Total LTI holdings of the CEO at the end of 2025:
| LTI scheme | Subscription period | Subscription price | Number of holdings |
| 2025A | 1 January 2027 –
31 December 2029. |
3.77 | 100,000 |
| 2024A | 1 January 2026 –
31 December 2028. |
4.62 | 150,000 |
| 2022A | 1 January 2026 –
31 December 2027. |
4.17 | 50,000 |
3. Remuneration of Members of the Leadership Team
For the financial period 2025, the remuneration of the members of the Leadership Team of the Company (excluding the CEO) have consisted of a monthly fixed salary, customary fringe benefits and short-term incentive schemes.
The remuneration presented below shows the remuneration paid to Optomed Plc’s Leadership Team (excluding the CEO) for the financial years 2023-2025:
| In EUR thousand | 2025 | 2024 | 2023 | |||
| Salaries and benefits | 471 | 395 | 377 | |||
| Short Term incentives | 41 | 17 | 0 | |||
| Share-based payments | 0 | 151 | 52 | |||
| Additional pension costs | 36 | 36 | 0 | |||
| Total | 548 | 599 | 429 | |||
Optomed offers the Leadership Team the statutory Finnish TyEL pension. In addition, they are entitled to separate pension arrangements from 2024 onward.
The Leadership Team members’ employment contracts may be terminated on a mutual basis with a notice period ranging from six to twelve months. In addition, the Vice President of Software and the managing director of Optomed Software Oy, Markku Myllylä, is entitled to a severance pay of an amount equaling nine months’ salary in addition to the salary for the notice period if the Company terminates the managing director contract.

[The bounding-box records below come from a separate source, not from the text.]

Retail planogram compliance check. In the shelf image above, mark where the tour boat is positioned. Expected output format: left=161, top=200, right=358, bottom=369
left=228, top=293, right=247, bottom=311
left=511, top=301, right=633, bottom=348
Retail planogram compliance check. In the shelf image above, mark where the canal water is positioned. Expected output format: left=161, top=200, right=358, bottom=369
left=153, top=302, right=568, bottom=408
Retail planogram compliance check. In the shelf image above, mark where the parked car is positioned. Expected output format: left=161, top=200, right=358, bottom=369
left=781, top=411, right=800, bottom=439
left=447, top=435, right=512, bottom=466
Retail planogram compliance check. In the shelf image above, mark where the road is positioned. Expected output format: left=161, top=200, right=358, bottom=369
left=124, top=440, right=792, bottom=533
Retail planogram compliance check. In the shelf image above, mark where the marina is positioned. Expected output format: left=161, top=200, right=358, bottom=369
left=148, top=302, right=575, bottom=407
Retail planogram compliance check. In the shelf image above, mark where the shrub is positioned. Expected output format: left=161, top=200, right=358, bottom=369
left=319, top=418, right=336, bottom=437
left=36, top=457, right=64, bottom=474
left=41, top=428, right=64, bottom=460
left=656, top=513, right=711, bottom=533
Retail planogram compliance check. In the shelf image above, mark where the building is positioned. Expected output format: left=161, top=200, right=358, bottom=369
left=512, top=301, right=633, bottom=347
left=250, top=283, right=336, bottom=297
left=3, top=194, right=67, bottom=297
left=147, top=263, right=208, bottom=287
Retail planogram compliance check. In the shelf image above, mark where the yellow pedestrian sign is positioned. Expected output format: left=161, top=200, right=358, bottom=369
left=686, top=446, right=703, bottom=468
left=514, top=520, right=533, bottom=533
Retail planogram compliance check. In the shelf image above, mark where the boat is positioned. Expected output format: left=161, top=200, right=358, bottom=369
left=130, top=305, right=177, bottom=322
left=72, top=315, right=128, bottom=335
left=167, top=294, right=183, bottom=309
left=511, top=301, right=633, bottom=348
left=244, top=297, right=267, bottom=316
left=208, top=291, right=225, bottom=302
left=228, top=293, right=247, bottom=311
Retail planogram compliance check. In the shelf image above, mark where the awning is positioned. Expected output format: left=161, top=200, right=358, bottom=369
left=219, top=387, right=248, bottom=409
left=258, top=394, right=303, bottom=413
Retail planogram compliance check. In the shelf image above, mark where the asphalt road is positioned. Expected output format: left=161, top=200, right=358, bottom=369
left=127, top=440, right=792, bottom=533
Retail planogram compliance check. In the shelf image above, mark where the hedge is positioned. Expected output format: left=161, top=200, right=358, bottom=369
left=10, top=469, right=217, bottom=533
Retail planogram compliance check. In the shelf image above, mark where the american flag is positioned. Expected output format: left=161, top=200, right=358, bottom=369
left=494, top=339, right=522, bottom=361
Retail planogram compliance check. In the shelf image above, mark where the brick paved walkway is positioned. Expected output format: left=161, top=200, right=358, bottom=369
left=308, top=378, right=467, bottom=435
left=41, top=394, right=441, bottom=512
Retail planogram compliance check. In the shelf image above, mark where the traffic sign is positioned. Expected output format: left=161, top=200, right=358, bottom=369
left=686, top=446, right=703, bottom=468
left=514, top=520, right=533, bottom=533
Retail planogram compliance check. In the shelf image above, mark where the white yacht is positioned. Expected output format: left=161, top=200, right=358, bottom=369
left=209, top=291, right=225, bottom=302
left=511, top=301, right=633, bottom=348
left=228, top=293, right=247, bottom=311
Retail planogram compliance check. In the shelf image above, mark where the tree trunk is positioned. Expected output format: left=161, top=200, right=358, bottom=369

The severance pay is not payable in case of a material breach by the CEO or when the contract is terminated on grounds equal to those under Chapter 7 Section 2 or Chapter 8 Section 1 or 3 of the Finnish Employment Contracts Act (55/2001, as amended).
Short term incentive
In 2025, the Leadership Team participated in the same short term incentive scheme as the CEO. The maximum bonus for the Leadership Team members under the short-term incentive system was approximately 75% of their yearly fixed salary. The targets were the same as for the CEO.
Based on the achievement of the targets in 2025, the Leadership Team members (excluding the CEO) will be paid a short-term incentive total of EUR 117 218 which corresponds to 43% percent of the maximum amount. The payment will be made in 2026. The performance metrics and earned incentives of the short-term incentive scheme are detailed in the table below.
| Measure | Weight of the measure (%) | Outcome on the measurement scale | Total earning opportunity (per cent of the fixed annual salary) | Total outcome for Leadership Team members (excluding CEO) |
| Revenue growth | 50% | 61% |
Maximum earning opportunity: 75% |
EUR 117 218 |
| Cash flows before Net Working Capital changes | 20% | 0% | ||
| Measures based on strategic targets and projects | 30% | 43% |
Long term incentive
The members of the Leadership Team have received options entitling to shares in the Company as an incentive. The subscription prices of the options are EUR 3.50 – 5.00 and the subscription periods range between 2025–2029. The options are forfeited and automatically transferred to the Company without consideration if the employment or service relationship to the Group is terminated, for any reason whatsoever, or if the consultancy agreement with the Group is terminated, for any reason whatsoever, unless the Board of Directors decides to deviate from the rule.